The Paris Protocol, enshrined in the Cairo Agreement between Israel and the PNA, defined the scope and character of the economic relationship between Israel and PNA during the period of the Oslo Accords.

The provision on labor issues, Article VII, attempts to address the problem of the National Insurance iscrepancy. In subsection 3, Israel pledges to

“transfer to the PNA, on a monthly basis, the equalization deductions as defined by Israeli legislation, if imposed and to the extent levied by Israel. The sums so transferred will be used for social benefits and health services, decided upon by the PNA, for Palestinians employed in Israel and for their families. The equalization deductions to be so transferred will be those collected after the date of the signing of the Agreement from wages of Palestinians employed in Israel and from their employers.”

Unlike the remedy sought in Kav La'Oved's lawsuit, the funds transferred would cover only post-Cairo Agreement deductions, excluding the preceding thirty years of national insurance money deducted from Palestinian paychecks. An Israeli law passed specifically to validate the Cairo Agreement "retroactively declares that all the National Insurance deductions [now called equalization deductions] collected from the Palestinian workers' wages in the past…'shall be considered to have been legally paid and received.'"

This fiction could, and should, be reversed by the Israeli court which will hear the Kav La'Oved lawsuit. Indeed, the Paris Protocol provides "The above arrangements concerning equalization deductions…may be reviewed or changed by Israel if an authorized court in Israel will determine that the deductions…must be paid to individuals, or used for individual social benefits or insurance in Israel, or that it is otherwise unlawful."

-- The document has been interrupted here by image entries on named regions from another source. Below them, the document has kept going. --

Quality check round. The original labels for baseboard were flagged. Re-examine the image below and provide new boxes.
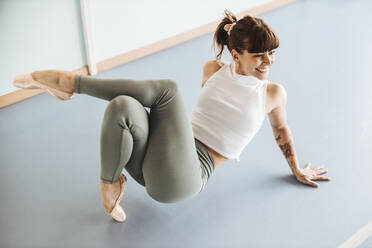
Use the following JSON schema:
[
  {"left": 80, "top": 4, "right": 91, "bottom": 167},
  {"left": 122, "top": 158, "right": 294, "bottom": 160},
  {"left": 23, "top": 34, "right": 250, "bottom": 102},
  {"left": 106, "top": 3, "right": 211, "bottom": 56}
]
[{"left": 0, "top": 0, "right": 296, "bottom": 108}]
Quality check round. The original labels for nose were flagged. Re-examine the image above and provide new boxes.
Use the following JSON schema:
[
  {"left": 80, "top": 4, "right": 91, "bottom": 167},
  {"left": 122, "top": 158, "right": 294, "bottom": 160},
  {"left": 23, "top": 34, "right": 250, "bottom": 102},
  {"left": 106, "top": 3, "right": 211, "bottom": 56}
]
[{"left": 264, "top": 53, "right": 273, "bottom": 65}]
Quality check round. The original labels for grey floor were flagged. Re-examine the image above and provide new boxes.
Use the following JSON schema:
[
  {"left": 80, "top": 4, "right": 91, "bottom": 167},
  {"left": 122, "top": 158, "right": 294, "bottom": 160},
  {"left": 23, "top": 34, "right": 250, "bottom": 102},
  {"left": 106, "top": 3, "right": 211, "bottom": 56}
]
[{"left": 0, "top": 0, "right": 372, "bottom": 248}]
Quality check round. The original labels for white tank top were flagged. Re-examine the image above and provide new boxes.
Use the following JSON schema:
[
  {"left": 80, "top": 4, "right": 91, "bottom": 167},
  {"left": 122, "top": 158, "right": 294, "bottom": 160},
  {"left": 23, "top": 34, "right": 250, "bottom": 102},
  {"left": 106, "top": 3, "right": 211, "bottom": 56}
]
[{"left": 191, "top": 62, "right": 268, "bottom": 161}]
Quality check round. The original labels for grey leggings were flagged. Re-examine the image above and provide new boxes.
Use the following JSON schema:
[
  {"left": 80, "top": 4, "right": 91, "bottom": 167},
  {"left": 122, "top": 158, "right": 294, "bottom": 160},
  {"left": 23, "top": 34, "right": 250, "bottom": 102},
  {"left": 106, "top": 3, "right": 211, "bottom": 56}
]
[{"left": 75, "top": 75, "right": 215, "bottom": 203}]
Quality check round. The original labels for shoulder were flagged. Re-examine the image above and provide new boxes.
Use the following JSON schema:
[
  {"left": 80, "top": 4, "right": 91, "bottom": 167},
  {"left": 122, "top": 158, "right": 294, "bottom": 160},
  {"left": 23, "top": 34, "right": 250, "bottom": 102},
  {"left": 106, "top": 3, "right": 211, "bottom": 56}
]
[
  {"left": 204, "top": 60, "right": 225, "bottom": 74},
  {"left": 202, "top": 60, "right": 225, "bottom": 87},
  {"left": 267, "top": 82, "right": 287, "bottom": 109}
]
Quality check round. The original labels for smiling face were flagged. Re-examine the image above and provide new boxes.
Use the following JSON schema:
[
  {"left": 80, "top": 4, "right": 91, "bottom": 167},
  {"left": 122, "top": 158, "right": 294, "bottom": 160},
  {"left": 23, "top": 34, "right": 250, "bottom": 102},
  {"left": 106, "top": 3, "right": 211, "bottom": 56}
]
[{"left": 231, "top": 49, "right": 275, "bottom": 80}]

In any case no funds have been transferred under this provision from Israel to the PNA. Palestinian Labor Ministry officials complain of Israeli stonewalling. However Israeli authorities contend that the equalization deductions are being set aside in a bank account, held up by inaction by the PNA on the establishment of a social welfare fund as required by the Paris Protocol.

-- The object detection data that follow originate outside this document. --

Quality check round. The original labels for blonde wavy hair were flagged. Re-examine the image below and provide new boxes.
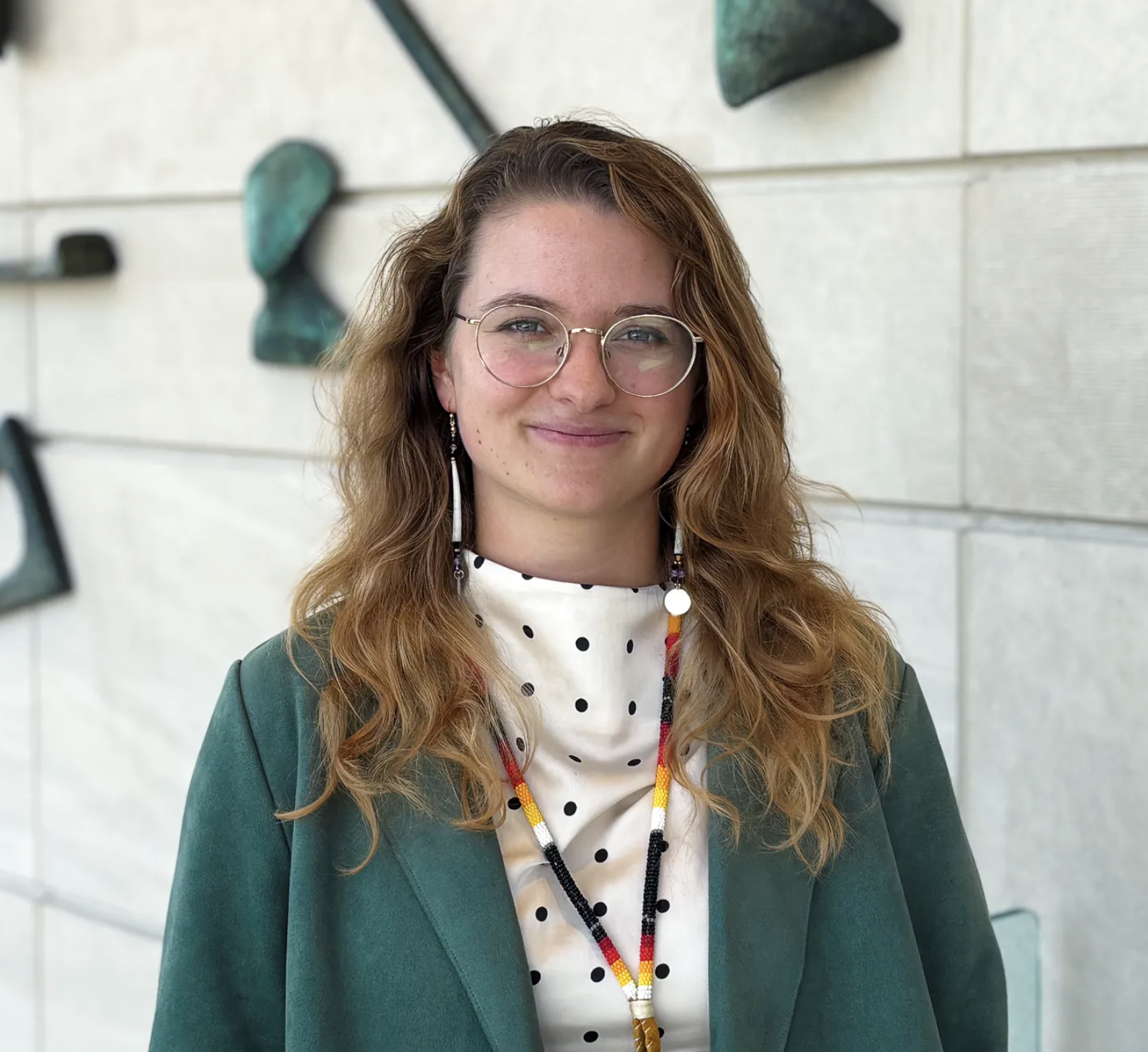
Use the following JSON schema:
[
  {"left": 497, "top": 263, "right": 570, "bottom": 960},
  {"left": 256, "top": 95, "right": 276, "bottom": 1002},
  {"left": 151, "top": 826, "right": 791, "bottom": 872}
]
[{"left": 279, "top": 119, "right": 892, "bottom": 874}]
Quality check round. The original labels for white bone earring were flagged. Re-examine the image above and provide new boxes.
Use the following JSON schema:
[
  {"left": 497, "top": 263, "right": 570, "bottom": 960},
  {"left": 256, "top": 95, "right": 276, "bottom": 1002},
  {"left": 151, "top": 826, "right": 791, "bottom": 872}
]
[{"left": 450, "top": 413, "right": 463, "bottom": 592}]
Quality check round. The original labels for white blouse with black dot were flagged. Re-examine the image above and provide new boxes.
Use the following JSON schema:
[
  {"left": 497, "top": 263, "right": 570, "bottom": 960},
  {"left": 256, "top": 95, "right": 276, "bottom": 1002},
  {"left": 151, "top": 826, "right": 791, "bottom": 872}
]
[{"left": 465, "top": 550, "right": 710, "bottom": 1052}]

PNA Labor officials gave no explanation for when such a system would be set up or what measures had been taken to that end. In the meantime, Palestinian workers continue to be denied the benefits for which they pay.

J. PNA Misuse of Worker Pensions

Allegations of corruption among PNA officials, even ministers, are ubiquitous. The Palestinian government’s accountability on many financial matters is suspect.

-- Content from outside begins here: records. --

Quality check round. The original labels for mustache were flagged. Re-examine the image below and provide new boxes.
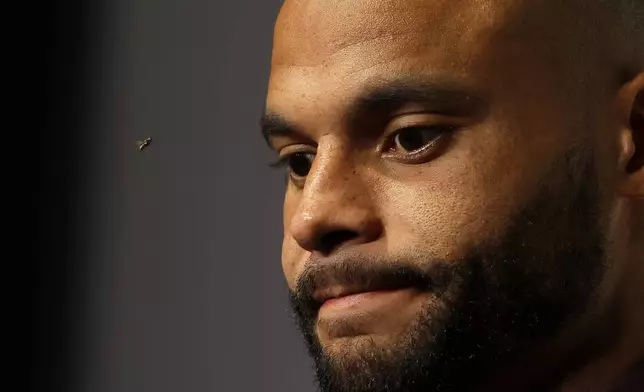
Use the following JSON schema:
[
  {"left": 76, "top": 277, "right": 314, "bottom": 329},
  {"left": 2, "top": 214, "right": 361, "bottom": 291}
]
[{"left": 291, "top": 252, "right": 460, "bottom": 309}]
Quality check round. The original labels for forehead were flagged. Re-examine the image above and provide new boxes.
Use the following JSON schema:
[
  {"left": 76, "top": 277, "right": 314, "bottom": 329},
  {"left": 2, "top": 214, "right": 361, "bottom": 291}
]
[{"left": 267, "top": 0, "right": 580, "bottom": 121}]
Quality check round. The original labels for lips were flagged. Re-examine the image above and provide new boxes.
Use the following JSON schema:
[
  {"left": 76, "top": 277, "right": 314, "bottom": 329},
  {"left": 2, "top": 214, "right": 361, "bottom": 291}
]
[{"left": 313, "top": 283, "right": 409, "bottom": 304}]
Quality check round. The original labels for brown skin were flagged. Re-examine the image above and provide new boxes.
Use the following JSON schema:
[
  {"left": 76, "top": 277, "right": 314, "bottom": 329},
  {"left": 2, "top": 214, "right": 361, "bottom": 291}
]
[{"left": 267, "top": 0, "right": 644, "bottom": 392}]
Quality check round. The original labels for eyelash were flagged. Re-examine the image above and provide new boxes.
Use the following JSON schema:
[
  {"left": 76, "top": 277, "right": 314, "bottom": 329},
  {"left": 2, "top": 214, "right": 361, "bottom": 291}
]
[{"left": 268, "top": 124, "right": 458, "bottom": 169}]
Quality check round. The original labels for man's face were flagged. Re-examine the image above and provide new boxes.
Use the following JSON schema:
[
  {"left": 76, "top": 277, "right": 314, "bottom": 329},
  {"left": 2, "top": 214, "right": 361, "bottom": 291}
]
[{"left": 264, "top": 0, "right": 611, "bottom": 392}]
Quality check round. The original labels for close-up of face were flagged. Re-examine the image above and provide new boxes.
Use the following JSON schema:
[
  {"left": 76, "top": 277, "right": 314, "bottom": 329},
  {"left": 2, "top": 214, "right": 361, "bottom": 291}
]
[{"left": 262, "top": 0, "right": 644, "bottom": 392}]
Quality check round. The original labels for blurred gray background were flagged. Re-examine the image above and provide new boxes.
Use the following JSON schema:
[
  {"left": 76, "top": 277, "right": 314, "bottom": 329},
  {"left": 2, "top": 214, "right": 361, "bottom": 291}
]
[{"left": 77, "top": 0, "right": 314, "bottom": 392}]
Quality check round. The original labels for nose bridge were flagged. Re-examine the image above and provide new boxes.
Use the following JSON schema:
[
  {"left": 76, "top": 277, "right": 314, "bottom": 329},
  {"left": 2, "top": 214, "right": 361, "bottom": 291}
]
[{"left": 290, "top": 142, "right": 382, "bottom": 251}]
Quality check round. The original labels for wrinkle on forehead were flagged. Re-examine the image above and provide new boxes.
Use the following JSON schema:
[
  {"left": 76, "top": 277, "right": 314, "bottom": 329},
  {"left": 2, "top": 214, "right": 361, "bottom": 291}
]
[{"left": 273, "top": 0, "right": 511, "bottom": 67}]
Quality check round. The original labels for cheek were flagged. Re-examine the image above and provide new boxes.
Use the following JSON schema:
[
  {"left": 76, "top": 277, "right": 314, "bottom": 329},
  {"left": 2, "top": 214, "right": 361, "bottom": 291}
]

Unfortunately Palestinian workers have not escaped the plague of PNA corruption. Instead of protecting the futures of Palestinian workers, PNA president Yasser Arafat and his financial advisor Khaled Islam have manipulated worker pension funds for non-worker related activities. The scheme to redirect Palestinian worker pensions to bank accounts under Arafat’s control was described in articles published in major journals of the European press, Der Spiegel and Le Parisien. We reproduce the article from Der Spiegel, and a copy of a letter from Arafat evidencing the transfer of funds described in the article. During the course of his research, the author interviewed Freih Abu Meddein, Justice Minister, Khaled Islam and Arie Gilon, the administrator of the Pension Fund, none of whom denied the content of the story, nor complained after publication.